Innovative Health Care Effort In Chicago Reports Successess And Disappointments

Several news outlets look at different models for medical care.

"An initiative designed to transform health care on Chicago's South Side ... has linked 5,600 people to a 'medical home' since 2005, University of Chicago executives said Thursday," The Chicago Tribune reported. "Five years after the Urban Health Initiative was launched as a way to educate patients on the best use of the emergency room, the program has grown into a network of 25 community-based clinics and other medical care providers on a budget of more than $6 million a year. It is now poised to escalate research initiatives and teaching opportunities for physicians in hopes of becoming a national model for medical care in urban areas." But officials "acknowledge that these patients are not consistently maintaining a relationship with a doctor after they are guided by U. of C. to its vast network of primary care providers" (Japsen, 7/29).

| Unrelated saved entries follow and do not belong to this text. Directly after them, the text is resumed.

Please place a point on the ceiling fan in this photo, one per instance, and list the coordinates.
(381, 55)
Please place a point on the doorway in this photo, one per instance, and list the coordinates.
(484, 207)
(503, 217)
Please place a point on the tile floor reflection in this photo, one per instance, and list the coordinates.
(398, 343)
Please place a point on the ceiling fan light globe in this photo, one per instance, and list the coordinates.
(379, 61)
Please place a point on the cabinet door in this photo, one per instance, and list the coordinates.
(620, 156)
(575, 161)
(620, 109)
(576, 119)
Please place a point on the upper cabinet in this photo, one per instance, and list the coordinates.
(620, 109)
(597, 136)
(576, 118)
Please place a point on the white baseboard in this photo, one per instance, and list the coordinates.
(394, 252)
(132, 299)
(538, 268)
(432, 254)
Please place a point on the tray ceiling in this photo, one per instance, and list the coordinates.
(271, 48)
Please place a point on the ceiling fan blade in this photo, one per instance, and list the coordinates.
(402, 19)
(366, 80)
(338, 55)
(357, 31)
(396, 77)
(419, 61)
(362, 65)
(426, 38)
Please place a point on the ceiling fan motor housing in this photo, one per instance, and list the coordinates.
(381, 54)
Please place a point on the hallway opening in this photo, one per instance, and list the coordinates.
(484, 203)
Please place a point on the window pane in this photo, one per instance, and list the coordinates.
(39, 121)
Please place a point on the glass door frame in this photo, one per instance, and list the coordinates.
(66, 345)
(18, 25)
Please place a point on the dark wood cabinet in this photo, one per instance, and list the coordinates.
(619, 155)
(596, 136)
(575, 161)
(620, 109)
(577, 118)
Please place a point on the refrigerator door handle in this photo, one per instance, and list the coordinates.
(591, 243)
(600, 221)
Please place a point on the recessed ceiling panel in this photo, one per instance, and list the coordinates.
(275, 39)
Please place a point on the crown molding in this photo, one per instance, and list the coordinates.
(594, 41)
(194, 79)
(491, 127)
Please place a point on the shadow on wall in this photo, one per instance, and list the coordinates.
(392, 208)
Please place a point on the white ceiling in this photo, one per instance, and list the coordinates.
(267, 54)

Chicago Sun-Times: One of the big challenges for Chicago's Urban Health Initiative "has been getting people who schedule appointments through the U. of C. program to keep them. Since the initiative was launched in 2005 with help from first lady Michelle Obama, then U. of C.'s vice president for community and external affairs, only about 35 percent of the almost 16,000 appointments made as of January had been kept, hospital executives said Thursday" (Thomas, 7/30).

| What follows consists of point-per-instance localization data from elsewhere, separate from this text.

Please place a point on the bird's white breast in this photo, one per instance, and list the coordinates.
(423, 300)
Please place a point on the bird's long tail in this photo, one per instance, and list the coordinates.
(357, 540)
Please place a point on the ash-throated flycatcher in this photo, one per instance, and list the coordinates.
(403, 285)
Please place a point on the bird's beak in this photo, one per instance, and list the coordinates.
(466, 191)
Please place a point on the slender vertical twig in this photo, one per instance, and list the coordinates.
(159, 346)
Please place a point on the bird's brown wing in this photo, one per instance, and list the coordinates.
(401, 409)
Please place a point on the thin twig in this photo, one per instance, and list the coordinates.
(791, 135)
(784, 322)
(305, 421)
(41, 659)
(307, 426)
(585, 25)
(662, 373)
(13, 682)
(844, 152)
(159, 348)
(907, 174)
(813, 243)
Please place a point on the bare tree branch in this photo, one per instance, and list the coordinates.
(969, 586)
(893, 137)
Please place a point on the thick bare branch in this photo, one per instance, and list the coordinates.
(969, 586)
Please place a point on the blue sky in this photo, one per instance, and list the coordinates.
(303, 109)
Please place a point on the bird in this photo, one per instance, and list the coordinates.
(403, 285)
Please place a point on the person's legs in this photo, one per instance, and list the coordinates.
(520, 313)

The Denver Post: Meanwhile, health care leaders met this week in Denver and heard that the "future of health care is a patient-centered system with one-stop shops for medical, mental and dental care, and health care teams to handle middle-of-the-night e-mails." But physicians are reluctant to move to such a system, experts said. "The setup of the future, where patients have 'medical homes,' will rely on doctors delegating more of their duties to nurses, physicians' assistants and other health care workers. Many doctors say they don't want to lose patients, yet they cannot become 'medical homes' with such heavy workloads. 'The physician can't be everything,' said John Rother, AARP's executive vice president of policy and strategy. 'It has to be about the team.'" Experts speaking at the conference urged states to "re-examine scope-of-practice and minimum-education laws that limit nurses and physicians' assistants" (Brown, 7/30).